Photo © 2010 by Caroline Forbes
Tony Lopez is an English poet of international repute. His first book to be published in the USA was the widely acclaimed and much anthologised False Memory (The Figures, 1996). He was born in Stockwell in 1950 and grew up in Brixton, South London, where he was educated at local state schools, including Henry Thornton Grammar School. He began work as a freelance writer of fiction for newspapers and magazines, and had five novels published with New English Library between 1973 and 1976.
He attended the University of Essex (BA 1980) and then Gonville and Caius College, University of Cambridge (PhD 1986), where J.H. Prynne supervised his research on the Scottish poet W.S. Graham. He taught American literature for various colleges at Cambridge.
During the early 1980s he made a number of performance art events that were staged in Cambridge, Liverpool, Edinburgh, London and Amsterdam. He taught briefly at the University of Leicester (1986-87) and at the University of Edinburgh (1987-89) and then for twenty years at the University of Plymouth, where he was appointed the first Professor of Poetry in 2000 and Emeritus Professor in July 2009. He is now self-employed, writing and making public art based on text.

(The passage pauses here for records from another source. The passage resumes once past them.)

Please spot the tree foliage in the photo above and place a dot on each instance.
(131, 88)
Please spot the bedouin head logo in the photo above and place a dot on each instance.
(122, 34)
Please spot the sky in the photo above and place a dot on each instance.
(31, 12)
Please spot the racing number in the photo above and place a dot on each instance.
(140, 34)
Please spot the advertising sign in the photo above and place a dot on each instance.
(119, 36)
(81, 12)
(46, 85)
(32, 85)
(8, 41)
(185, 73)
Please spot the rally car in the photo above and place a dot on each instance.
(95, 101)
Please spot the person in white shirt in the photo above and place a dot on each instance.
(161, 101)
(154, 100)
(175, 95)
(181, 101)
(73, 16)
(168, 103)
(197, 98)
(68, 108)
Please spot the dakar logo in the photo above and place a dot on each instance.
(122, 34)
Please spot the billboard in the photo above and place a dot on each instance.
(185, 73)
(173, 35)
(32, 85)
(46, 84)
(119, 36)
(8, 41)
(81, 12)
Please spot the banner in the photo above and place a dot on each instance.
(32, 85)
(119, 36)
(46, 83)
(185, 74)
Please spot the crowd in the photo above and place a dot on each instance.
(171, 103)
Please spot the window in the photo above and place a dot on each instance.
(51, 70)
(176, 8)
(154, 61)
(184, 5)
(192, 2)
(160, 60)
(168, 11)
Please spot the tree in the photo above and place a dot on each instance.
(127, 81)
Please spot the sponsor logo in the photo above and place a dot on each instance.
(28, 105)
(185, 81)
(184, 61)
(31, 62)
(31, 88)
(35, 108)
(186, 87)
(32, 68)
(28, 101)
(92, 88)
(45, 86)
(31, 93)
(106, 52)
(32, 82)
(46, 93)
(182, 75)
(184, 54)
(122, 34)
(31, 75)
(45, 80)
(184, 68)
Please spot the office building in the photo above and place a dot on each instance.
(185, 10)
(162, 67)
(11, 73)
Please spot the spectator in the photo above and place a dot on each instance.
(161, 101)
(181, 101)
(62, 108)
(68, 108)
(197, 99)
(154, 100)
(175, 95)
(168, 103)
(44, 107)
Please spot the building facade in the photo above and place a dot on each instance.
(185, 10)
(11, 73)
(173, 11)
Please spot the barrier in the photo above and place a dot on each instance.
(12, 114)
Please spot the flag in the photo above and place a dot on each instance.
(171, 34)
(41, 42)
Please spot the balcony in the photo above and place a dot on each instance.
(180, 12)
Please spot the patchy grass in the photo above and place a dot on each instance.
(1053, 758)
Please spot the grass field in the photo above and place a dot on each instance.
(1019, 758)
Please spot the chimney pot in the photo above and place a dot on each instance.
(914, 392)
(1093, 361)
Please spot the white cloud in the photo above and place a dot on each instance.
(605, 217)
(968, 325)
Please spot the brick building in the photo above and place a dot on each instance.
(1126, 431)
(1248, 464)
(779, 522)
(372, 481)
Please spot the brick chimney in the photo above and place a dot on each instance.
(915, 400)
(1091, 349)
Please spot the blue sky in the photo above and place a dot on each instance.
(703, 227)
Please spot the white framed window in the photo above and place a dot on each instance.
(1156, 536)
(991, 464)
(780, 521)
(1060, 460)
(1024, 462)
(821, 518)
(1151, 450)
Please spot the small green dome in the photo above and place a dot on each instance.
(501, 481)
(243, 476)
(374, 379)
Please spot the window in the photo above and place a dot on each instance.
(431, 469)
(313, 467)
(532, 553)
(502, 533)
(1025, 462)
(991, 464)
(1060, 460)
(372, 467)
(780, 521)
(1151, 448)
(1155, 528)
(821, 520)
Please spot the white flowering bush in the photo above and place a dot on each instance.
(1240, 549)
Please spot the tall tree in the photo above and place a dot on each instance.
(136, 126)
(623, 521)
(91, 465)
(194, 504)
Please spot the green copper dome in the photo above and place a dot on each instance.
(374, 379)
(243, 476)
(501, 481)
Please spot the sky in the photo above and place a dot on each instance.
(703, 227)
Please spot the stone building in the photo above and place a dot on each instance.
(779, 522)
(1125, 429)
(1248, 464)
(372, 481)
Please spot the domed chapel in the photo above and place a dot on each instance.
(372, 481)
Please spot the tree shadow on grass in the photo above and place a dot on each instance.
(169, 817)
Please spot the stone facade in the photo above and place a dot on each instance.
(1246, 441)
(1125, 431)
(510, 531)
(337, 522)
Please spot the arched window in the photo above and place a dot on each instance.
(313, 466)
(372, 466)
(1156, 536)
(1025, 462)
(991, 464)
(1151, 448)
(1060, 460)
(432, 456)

His most recent poetry books are Only More So (University of New Orleans Press 2011, Shearsman 2012), a new edition of False Memory (Shearsman 2012), and Darwin (Acts of Language 2009). He has received awards from the Wingate Foundation, the Society of Authors, the UK Arts and Humanities Research Council, and Arts Council England. His poetry is featured in The Art of the Sonnet (Harvard University Press), Twentieth-Century British and Irish Poetry (Oxford University Press), Vanishing Points: New Modernist Poems (Salt), The Reality Street Book of Sonnets (Reality Street), Other: British and Irish Poetry since 1970 (Wesleyan University Press) and Conductors of Chaos (Picador).
His critical writings are collected in Meaning Performance: Essays on Poetry (Salt) and The Poetry of W.S. Graham (Edinburgh University Press), and he co-edited Poetry & Public Language (Shearsman 2007) a volume of essays, with Anthony Caleshu. He is married with two grown up children and lives in Exmouth in Devon.